Du côté de Toulouse justement, Dupont se dit soucieux d’un juste partage : selon lui, l’économie du rugby se « porte bien » – droits TV, affluence, visibilité – mais les joueurs ne bénéficieraient pas pleinement de cette croissance, d’autant que leurs salaires stagnent, voire baissent.
Clarification sur le droit à l’image
Quelques heures plus tard, la Ligue nationale de rugby a réagi publiquement, via un communiqué, afin de recadrer les critiques. Selon elle, le système de salary cap est “essentiel pour préserver à la fois l’équité sportive et l’équilibre économique” des clubs. Et surtout, « la LNR n’interdit en aucun cas à un joueur de disposer de son droit à l’image« . Elle précise que seuls les contrats conclus avec des entreprises partenaires du club doivent figurer dans le calcul du salary cap, pour garantir « la transparence » et empêcher des rémunérations indirectes déguisées.

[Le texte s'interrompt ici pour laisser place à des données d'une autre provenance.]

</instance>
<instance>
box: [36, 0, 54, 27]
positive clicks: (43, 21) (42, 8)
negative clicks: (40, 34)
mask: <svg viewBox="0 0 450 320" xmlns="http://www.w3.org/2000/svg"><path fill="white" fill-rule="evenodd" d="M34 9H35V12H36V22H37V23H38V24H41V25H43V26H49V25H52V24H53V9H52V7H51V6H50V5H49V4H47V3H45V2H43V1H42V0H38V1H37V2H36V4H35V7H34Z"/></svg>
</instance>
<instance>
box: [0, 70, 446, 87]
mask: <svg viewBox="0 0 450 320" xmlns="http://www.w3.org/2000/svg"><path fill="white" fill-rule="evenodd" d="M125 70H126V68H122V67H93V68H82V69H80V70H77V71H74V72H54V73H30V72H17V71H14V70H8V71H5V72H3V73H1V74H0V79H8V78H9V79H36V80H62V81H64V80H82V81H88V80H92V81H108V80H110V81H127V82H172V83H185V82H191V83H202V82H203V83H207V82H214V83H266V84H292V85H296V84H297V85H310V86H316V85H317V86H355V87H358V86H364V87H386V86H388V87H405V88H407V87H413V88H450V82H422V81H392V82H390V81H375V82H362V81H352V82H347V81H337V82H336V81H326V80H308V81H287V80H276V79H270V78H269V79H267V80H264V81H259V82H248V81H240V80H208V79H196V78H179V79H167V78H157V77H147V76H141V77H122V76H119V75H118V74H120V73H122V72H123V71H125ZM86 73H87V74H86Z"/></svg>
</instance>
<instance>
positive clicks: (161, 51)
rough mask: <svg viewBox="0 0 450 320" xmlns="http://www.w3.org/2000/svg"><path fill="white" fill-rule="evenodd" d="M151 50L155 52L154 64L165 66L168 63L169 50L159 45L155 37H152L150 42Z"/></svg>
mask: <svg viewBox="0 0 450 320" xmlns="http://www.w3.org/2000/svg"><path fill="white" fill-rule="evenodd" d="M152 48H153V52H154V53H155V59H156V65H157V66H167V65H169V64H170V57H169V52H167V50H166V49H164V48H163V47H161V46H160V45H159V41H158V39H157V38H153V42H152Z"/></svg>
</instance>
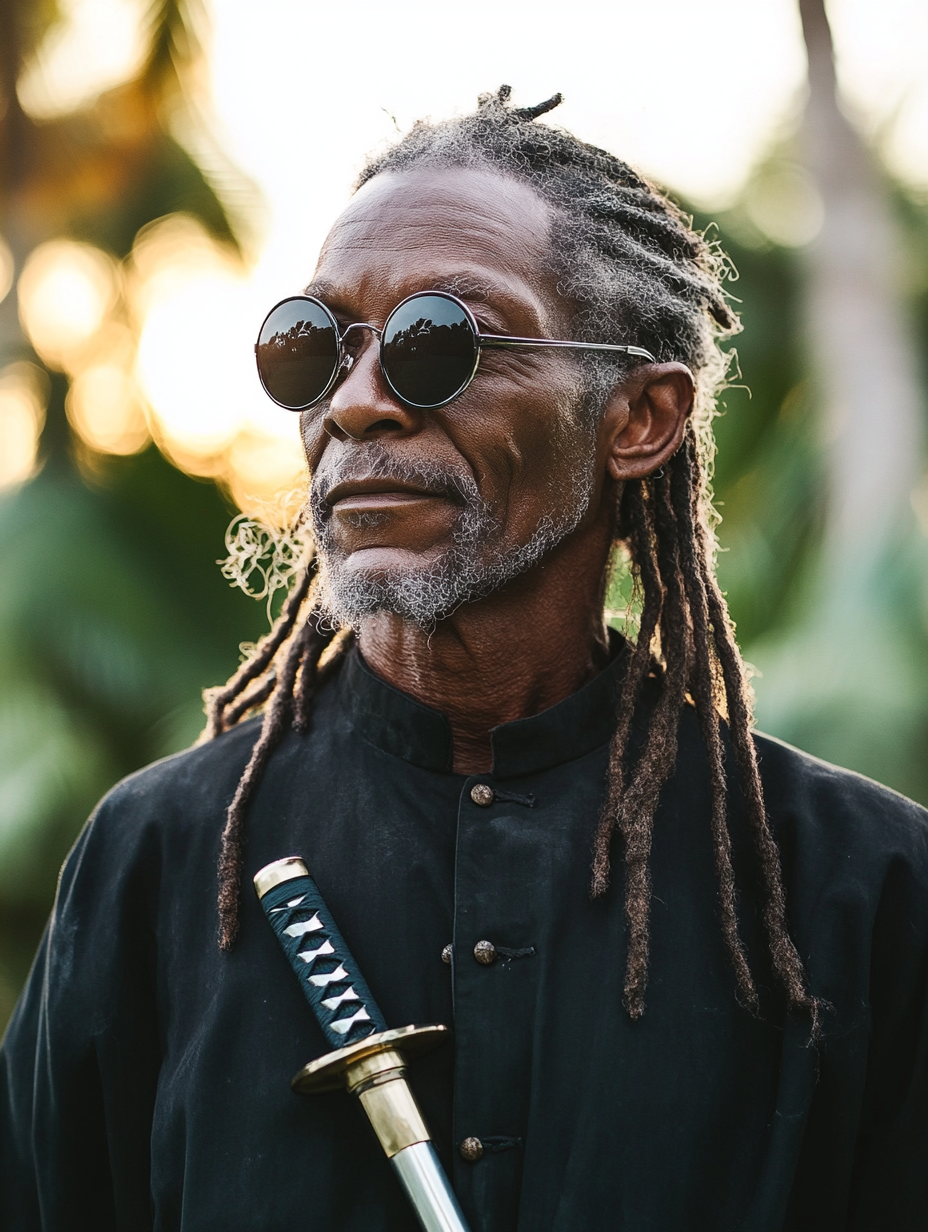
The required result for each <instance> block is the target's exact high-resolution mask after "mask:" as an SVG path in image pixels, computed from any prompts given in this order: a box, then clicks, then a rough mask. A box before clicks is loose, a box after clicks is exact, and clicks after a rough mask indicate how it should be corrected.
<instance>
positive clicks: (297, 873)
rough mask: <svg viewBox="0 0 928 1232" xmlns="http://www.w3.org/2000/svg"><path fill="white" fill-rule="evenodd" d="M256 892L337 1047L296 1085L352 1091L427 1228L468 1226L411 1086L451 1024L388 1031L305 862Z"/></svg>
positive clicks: (282, 869)
mask: <svg viewBox="0 0 928 1232" xmlns="http://www.w3.org/2000/svg"><path fill="white" fill-rule="evenodd" d="M255 890H256V891H258V897H259V898H260V899H261V906H263V907H264V909H265V912H266V914H267V919H269V920H270V924H271V928H272V929H274V931H275V933H276V934H277V940H279V941H280V944H281V946H282V947H283V952H285V954H286V955H287V958H288V960H290V965H291V967H292V968H293V972H295V975H296V977H297V979H298V981H299V987H301V988H302V989H303V993H304V995H306V999H307V1000H308V1002H309V1004H311V1007H312V1009H313V1013H314V1015H315V1020H317V1023H318V1024H319V1026H320V1027H322V1030H323V1032H324V1035H325V1039H327V1040H328V1041H329V1044H332V1045H334V1047H335V1051H334V1052H329V1053H327V1055H325V1056H323V1057H318V1058H317V1060H315V1061H311V1062H309V1064H307V1066H303V1068H302V1069H301V1071H299V1073H298V1074H296V1077H295V1078H293V1080H292V1083H291V1085H292V1087H293V1089H295V1090H298V1092H301V1093H302V1094H307V1095H309V1094H315V1093H317V1092H322V1090H332V1089H333V1088H338V1087H346V1088H348V1089H349V1090H350V1092H351V1093H352V1094H354V1095H356V1096H357V1099H359V1100H360V1103H361V1106H362V1108H364V1110H365V1112H366V1114H367V1117H368V1120H370V1122H371V1125H372V1126H373V1130H375V1132H376V1135H377V1137H378V1140H380V1143H381V1146H382V1147H383V1151H385V1153H386V1156H387V1158H388V1159H389V1162H391V1164H392V1167H393V1170H394V1172H396V1174H397V1177H398V1178H399V1181H401V1184H402V1185H403V1189H404V1190H405V1193H407V1196H408V1198H409V1201H410V1202H412V1205H413V1209H414V1210H415V1214H417V1215H418V1217H419V1222H420V1223H421V1226H423V1228H424V1232H467V1223H466V1221H465V1217H463V1215H462V1214H461V1207H460V1206H458V1205H457V1199H456V1198H455V1193H454V1190H452V1189H451V1186H450V1184H449V1181H447V1178H446V1177H445V1173H444V1172H442V1170H441V1165H440V1163H439V1159H438V1156H436V1154H435V1148H434V1147H433V1145H431V1141H430V1136H429V1130H428V1127H426V1125H425V1121H424V1120H423V1116H421V1112H420V1111H419V1106H418V1104H417V1103H415V1098H414V1095H413V1093H412V1090H410V1088H409V1084H408V1082H407V1061H408V1058H409V1057H413V1056H417V1055H418V1053H420V1052H425V1051H428V1050H429V1048H433V1047H435V1045H438V1044H440V1042H441V1041H442V1040H445V1039H447V1035H449V1030H447V1027H446V1026H441V1025H439V1024H435V1025H431V1026H401V1027H398V1029H394V1030H387V1024H386V1020H385V1018H383V1015H382V1014H381V1011H380V1009H378V1007H377V1003H376V1000H375V999H373V995H372V993H371V991H370V988H368V987H367V982H366V981H365V978H364V976H362V975H361V972H360V971H359V968H357V963H356V962H355V960H354V958H352V957H351V951H350V950H349V949H348V946H346V945H345V940H344V938H343V936H341V934H340V933H339V930H338V928H336V925H335V922H334V920H333V918H332V915H330V914H329V910H328V908H327V906H325V903H324V901H323V897H322V894H320V893H319V888H318V886H317V885H315V882H314V881H313V878H312V877H311V876H309V871H308V870H307V867H306V865H304V864H303V861H302V860H299V859H297V857H296V856H291V857H288V859H286V860H276V861H275V862H274V864H269V865H267V866H266V867H265V869H261V871H260V872H259V873H258V876H256V877H255Z"/></svg>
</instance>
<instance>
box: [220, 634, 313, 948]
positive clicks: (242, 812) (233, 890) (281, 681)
mask: <svg viewBox="0 0 928 1232" xmlns="http://www.w3.org/2000/svg"><path fill="white" fill-rule="evenodd" d="M311 628H312V626H311V622H309V621H307V622H306V623H304V625H303V626H302V628H299V631H298V632H297V633H296V636H295V637H293V639H292V642H291V644H290V647H288V648H287V652H286V655H285V658H283V663H282V665H281V669H280V673H279V678H277V686H276V689H275V692H274V696H272V699H271V703H270V706H269V707H267V708H266V711H265V713H264V721H263V723H261V731H260V734H259V737H258V740H256V742H255V745H254V748H253V749H251V756H250V758H249V761H248V765H246V766H245V770H244V772H243V775H242V777H240V779H239V782H238V786H237V788H235V795H234V796H233V797H232V803H230V804H229V808H228V812H227V814H226V825H224V828H223V832H222V844H221V848H219V867H218V872H219V896H218V906H219V949H222V950H226V951H228V950H230V949H232V947H233V945H234V944H235V938H237V936H238V929H239V899H240V882H242V867H243V861H244V850H243V832H244V823H245V812H246V809H248V804H249V801H250V800H251V796H253V793H254V790H255V787H256V785H258V782H259V781H260V779H261V775H263V772H264V769H265V766H266V765H267V761H269V760H270V756H271V753H274V749H275V748H276V747H277V744H279V742H280V738H281V736H282V734H283V731H285V727H286V721H287V716H288V715H290V713H291V711H292V707H293V684H295V681H296V676H297V671H298V670H299V665H301V663H302V660H303V657H304V654H306V648H307V642H308V641H309V637H311Z"/></svg>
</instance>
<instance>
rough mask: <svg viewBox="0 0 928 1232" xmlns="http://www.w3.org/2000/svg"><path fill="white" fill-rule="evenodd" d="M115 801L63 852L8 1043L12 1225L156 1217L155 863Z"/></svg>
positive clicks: (65, 1224)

La LNR reconnaît néanmoins le caractère sensible du débat. Elle indique qu’une réflexion de fond est en cours sur le périmètre du mécanisme : son montant, son assiette, ses modalités de contrôle. Et surtout, que les joueurs, via le syndicat Provale, seront parties prenantes de ce travail d’évolution. Les modifications éventuelles seront soumises au comité directeur dès début 2026, pour une possible mise en œuvre à partir de la saison 2026-2027 ou 2027-2028.
Duel de communication
La confrontation entre Dupont et la LNR illustre un conflit structurel dans lequel le rugby professionnel français est embourbé : d’un côté, la volonté de contrôle financier pour éviter un déséquilibre (clubs déficitaires, dérives salariales). De l’autre, la quête de reconnaissance individuelle des joueurs, notamment autour de leur image, qui constitue aussi un revenu personnel.
Autrement dit, le capitaine du XV de France met en lumière une contradiction : alors que le rugby engrange des recettes croissantes, les cadres imposés aux joueurs pèsent sur leur liberté. La LNR, pour sa part, se défend en soulignant que le système n’interdit pas l’exploitation de l’image, mais encadre certains cas pour prévenir les dérives. Reste à voir si ce duel de communication aboutira à des compromis concrets. Le calendrier est désormais lancé : l’année 2026 pourrait voir l’ouverture d’un sacré chantier.